Figure 2-1 OSI Model and Data Encapsulation
Data from the application, presentation, and session layers (Layers 1, 2, and 3) is encapsulated at Layer 4 with transport protocol information. This information is encapsulated in TCP and/or UDP with specific port numbers. For example, TCP port 80 is typically web traffic. This allows an operating system to forward data to an appropriate application or subroutine. Layer 3 adds logical forwarding details (source and destination IP addresses) so that networking devices can determine the best path toward a destination. Finally, Layer 2 adds hardware forwarding information (source and destination MAC addresses). This allows data to be passed physically to the appropriate machine or the next hop in a network. A data transmission at Layer 4 is called a segment, a packet at Layer 3, and a frame at Layer 2.
At each step through a network, routers and switches use these encapsulation headers and footers to make decisions about how to treat data transmissions. The diagrams in Chapter 1 show much of this processing in action. In that chapter, you learned the uniqueness of IP multicast packets compared to unicast and broadcast packets. From a Layer 2 perspective, this is only part of the story.
To better explain what happens to a packet traversing the network, we will walk you through the Layer 2 and Layer 3 transmission process. Figure 2-2 illustrates the first step in this process. Before the sender has the ability to encapsulate any data, it must first understand where the destination is located. The sender performs a simple check to verify if the receiving device is on the same subnet. This is accomplished by checking the destination IP address against the local subnet. In this example, the receiver is not on the same subnet. The sender must use the configured route to the destination. In most cases, this is the default-gateway.
Figure 2-2 Layer 2 and Layer 3 Transport Process on the Local Segment
Before the sender can communicate with the default gateway, it must know the media access control (MAC) address of that device. Because the destination is on a different segment, the sender will need to discover the MAC address of the default gateway (IP address 10.1.1.1) using an Address Resolution Protocol (ARP) request. The default gateway responds to the ARP request with its MAC address. Finally, the sender has enough information to encapsulate the data with the destination IP address of Host A and the MAC addresses of the default gateway, as shown in Figure 2-2.
The default gateway or router has Layer 3 IP routing information that determines where Host A is physically connected. This information determines the appropriate outgoing interface to which the message should be sent. The router should already know the MAC address of the neighbor router if there is an established routing protocol adjacency. If not, the same ARP request process is conducted. With this information, the router can now forward the message. Understand that both Layer 2 addresses (SA and DA) change at each logical hop in the network, but the Layer 3 addresses never change and are used to perform route lookups.

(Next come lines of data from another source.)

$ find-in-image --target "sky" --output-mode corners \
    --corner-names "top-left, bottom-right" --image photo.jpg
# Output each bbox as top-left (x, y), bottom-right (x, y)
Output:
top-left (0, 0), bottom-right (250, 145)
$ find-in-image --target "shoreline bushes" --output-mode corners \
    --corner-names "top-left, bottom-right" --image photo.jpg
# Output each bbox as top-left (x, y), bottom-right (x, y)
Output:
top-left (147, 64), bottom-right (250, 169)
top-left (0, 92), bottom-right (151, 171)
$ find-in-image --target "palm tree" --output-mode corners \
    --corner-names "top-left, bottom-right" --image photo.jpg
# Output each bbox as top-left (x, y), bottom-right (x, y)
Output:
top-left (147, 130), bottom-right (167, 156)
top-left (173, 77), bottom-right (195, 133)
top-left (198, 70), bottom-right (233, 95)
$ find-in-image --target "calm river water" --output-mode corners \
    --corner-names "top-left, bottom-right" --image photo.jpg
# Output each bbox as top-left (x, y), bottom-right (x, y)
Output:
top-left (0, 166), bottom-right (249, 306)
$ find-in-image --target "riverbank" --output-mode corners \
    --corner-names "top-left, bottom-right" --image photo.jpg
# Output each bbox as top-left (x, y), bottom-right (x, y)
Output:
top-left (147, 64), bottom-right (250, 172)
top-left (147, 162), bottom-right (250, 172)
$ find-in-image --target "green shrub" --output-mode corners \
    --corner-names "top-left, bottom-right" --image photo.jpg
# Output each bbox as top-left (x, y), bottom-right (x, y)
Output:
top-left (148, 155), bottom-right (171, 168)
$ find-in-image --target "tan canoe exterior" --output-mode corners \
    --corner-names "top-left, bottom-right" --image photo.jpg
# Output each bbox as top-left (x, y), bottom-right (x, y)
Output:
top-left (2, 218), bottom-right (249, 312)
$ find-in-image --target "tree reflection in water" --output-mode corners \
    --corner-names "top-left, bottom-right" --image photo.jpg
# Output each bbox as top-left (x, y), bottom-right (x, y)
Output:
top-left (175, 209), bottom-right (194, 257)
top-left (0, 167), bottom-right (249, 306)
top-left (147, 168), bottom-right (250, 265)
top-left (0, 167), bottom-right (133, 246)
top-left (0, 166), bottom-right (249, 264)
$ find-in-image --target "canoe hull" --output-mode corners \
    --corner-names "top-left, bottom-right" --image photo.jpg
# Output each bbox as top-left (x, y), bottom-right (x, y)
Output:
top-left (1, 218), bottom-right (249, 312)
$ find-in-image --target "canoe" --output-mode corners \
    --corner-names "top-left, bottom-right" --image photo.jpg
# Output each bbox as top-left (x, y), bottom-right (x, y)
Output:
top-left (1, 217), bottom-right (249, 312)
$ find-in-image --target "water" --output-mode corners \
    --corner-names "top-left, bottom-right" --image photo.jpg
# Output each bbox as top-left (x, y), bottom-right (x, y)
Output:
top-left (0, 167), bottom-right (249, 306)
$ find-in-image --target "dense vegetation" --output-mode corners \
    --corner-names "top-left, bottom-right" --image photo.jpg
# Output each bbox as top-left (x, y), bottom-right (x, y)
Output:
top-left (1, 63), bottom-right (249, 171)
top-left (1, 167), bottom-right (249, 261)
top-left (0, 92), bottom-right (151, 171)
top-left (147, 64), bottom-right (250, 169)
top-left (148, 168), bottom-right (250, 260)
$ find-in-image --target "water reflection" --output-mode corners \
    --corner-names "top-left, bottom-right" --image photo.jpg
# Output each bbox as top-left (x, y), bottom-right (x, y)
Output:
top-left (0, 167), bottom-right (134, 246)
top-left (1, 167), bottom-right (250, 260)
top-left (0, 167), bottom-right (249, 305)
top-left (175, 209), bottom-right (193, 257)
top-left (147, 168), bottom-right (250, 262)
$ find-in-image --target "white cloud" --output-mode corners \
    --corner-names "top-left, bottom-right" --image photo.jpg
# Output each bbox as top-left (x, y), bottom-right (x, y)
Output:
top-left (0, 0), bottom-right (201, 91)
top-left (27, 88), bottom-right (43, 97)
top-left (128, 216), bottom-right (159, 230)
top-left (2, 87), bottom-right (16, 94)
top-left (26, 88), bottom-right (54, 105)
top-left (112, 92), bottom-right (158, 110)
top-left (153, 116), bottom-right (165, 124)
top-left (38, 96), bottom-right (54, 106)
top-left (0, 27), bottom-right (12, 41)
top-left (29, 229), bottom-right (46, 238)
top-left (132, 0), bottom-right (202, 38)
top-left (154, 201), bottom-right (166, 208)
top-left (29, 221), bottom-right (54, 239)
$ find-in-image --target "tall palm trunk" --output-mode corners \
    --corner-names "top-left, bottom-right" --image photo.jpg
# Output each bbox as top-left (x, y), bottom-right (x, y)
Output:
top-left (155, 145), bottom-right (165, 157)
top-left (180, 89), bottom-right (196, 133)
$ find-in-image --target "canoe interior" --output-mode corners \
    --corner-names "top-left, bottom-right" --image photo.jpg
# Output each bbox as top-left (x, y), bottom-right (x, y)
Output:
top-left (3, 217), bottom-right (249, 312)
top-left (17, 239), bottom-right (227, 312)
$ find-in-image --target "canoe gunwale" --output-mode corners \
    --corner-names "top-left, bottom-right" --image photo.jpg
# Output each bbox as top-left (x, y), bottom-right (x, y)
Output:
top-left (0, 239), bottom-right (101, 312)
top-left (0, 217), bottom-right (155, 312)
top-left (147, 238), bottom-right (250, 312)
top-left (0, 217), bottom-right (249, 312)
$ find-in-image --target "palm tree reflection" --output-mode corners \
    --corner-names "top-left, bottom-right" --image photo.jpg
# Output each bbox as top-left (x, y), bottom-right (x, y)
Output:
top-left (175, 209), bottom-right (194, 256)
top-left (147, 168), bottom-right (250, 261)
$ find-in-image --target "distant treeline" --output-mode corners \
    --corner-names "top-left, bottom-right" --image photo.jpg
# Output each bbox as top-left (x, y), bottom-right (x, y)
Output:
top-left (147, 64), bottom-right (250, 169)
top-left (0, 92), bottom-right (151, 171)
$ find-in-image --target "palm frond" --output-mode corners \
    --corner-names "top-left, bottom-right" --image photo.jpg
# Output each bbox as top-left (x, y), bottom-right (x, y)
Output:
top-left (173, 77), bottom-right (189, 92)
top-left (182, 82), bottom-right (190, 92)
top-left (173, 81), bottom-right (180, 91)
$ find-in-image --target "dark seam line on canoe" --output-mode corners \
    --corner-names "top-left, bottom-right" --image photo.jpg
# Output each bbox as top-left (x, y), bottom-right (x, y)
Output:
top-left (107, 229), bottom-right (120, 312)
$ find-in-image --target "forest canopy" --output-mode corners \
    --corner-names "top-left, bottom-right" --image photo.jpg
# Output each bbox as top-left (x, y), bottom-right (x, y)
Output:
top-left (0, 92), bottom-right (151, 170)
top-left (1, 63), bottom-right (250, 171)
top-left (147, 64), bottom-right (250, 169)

When the packet is forwarded to the final router, that router must do a lookup and determine the MAC address of the destination IP. This problem exists in part because of the historical implications of Ethernet. Ethernet is a physical medium that is attached to a logical bus network. In a traditional bus network, many devices can be connected to a single wire. If the gateway router does not have an entry from a previous communication, it will send out an ARP request and finally encapsulate with the destination MAC address of the host, as shown in Figure 2-3.
Figure 2-3 Layer 2 and Layer 3 Transport Process on the Destination Router
After the final router properly encapsulates the message, it is the responsibility of the switch to send the packet to the appropriate host, and only to that host. This is one of the primary functions of a traditional Layer 2 switch—to discover the location of devices connected to it. It does this by cataloging the source MAC addresses in frames received from connected devices. In this way, the switch builds a table of all known MAC addresses and keeps Ethernet networks efficient by making intelligent Layer 2 forwarding decisions.
This process is easy to understand for the unicast packet shown. Items to consider while you read this chapter include the following:
What happens if the packet is a multicast packet and many hosts connected to a switch are subscribed to the destination multicast group?
Can a switch still make efficient forwarding decisions if there are multiple ports that require a copy of the packet (meaning there are multiple endpoints on multiple segments that need a copy of the frame)?
If the MAC address in a frame is not the physical address of the host, will it process the packet, assuming it is not the intended recipient?
How do you identify multicast groups at Layer 2?